A technical assistant performing the Ebola-RPA test in the mobile diagnostics suitcase in Guinea.

A technical assistant performing the Ebola-RPA test in the mobile diagnostics suitcase in Guinea.
Photo: © O. Faye

Successful Ebola quicktest

Researchers have tested a new rapid diagnosis method for Ebola in a field trial in Guinea. With the solar-powered mobile laboratory Ebola can already be detected after 30 minutes.

An international team of infection researchers have tested a new rapid diagnosis method for Ebola in a field trial in Guinea, West Africa. The testing procedure was carried out with the aid of a portable suitcase laboratory.
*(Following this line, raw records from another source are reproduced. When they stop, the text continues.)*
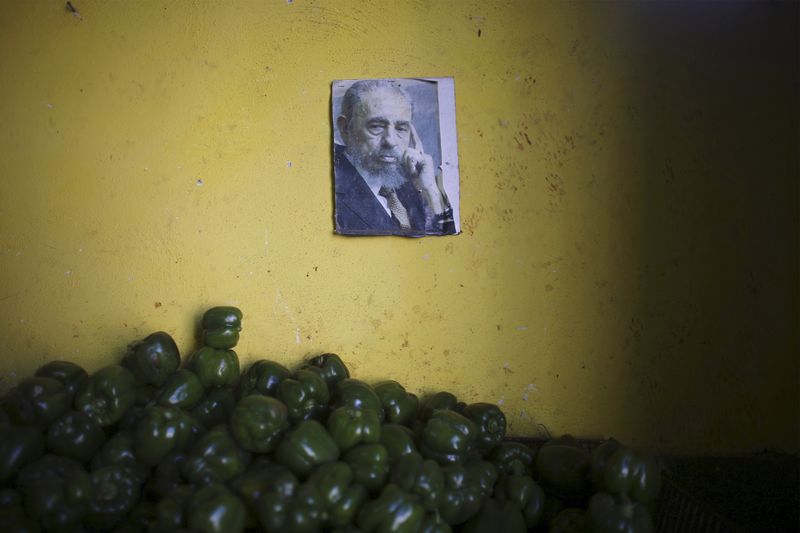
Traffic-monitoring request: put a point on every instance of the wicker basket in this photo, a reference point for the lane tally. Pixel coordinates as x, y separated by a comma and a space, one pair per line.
677, 511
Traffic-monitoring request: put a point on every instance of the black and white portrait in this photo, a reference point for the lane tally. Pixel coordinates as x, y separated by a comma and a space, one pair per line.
395, 157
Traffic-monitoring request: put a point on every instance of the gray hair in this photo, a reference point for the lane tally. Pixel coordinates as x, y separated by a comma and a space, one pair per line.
356, 91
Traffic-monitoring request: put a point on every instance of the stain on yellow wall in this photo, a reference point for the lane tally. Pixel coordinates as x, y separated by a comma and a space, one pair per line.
629, 259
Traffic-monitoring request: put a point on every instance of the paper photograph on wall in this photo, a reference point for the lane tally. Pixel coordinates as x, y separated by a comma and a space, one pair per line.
395, 157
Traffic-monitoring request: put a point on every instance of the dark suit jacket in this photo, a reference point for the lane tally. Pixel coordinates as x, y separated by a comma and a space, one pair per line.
358, 212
The mobile laboratory is solar-powered and enables simple on site diagnostics in remote areas and without the need of fully equipped laboratories.

In the field study, which was carried out in Guinea from March to May 2015, samples of saliva were taken from people believed to have died of Ebola. The scientists compared the new recombinase-polymerase amplification technique (RPA) with two variants of the detection method commonly used, the so-called realtime polymerase chain reaction (PCR).

According to Ahmed Abd El Wahed, a scientist at the University of Göttingen in Germany and at the German Primate Centre, this revealed that RPA works very well with oral swab samples, which greatly simplifies sampling because it is faster and less complicated than sampling blood. Second, the analysis showed that RPA is just as sensitive and specific as the conventional PCR methods, which are based on a far more sophisticated technology.

Out of the 928 oral swabs taken, 120 were identified as positive and 808 as negative using RPA. The reference PCR method used as a control reaction supplied precisely the same results. Both the PCR and the RPA techniques are based on identifying viral RNA in the blood or saliva of infected individuals.

However, unlike in PCR, the RPA agents can be used and shipped at ambient temperature, which makes them cold-chain independent. With RPA, Ebola can already be detected after 30 minutes, whereas PCR usually takes several hours and requires repeated heating up of the samples and constant cooling of the enzymes required for the reaction. This complicates the use of the procedure in remote areas.

The suitcase laboratory can work with solar power for up to 16 hours. “The mobile diagnostics suitcase makes it easier to detect Ebola and other infectious diseases directly in the crisis areas,” says Ahmed Abd El Wahed. In future, the diagnostics suitcase will also be used to detect other infections among humans and animals, for example for paratuberculosis, the dengue virus, the Rift Valley virus and the Chikungunya virus.

The results of the field study have been published in the specialist journal Eurosurveillance.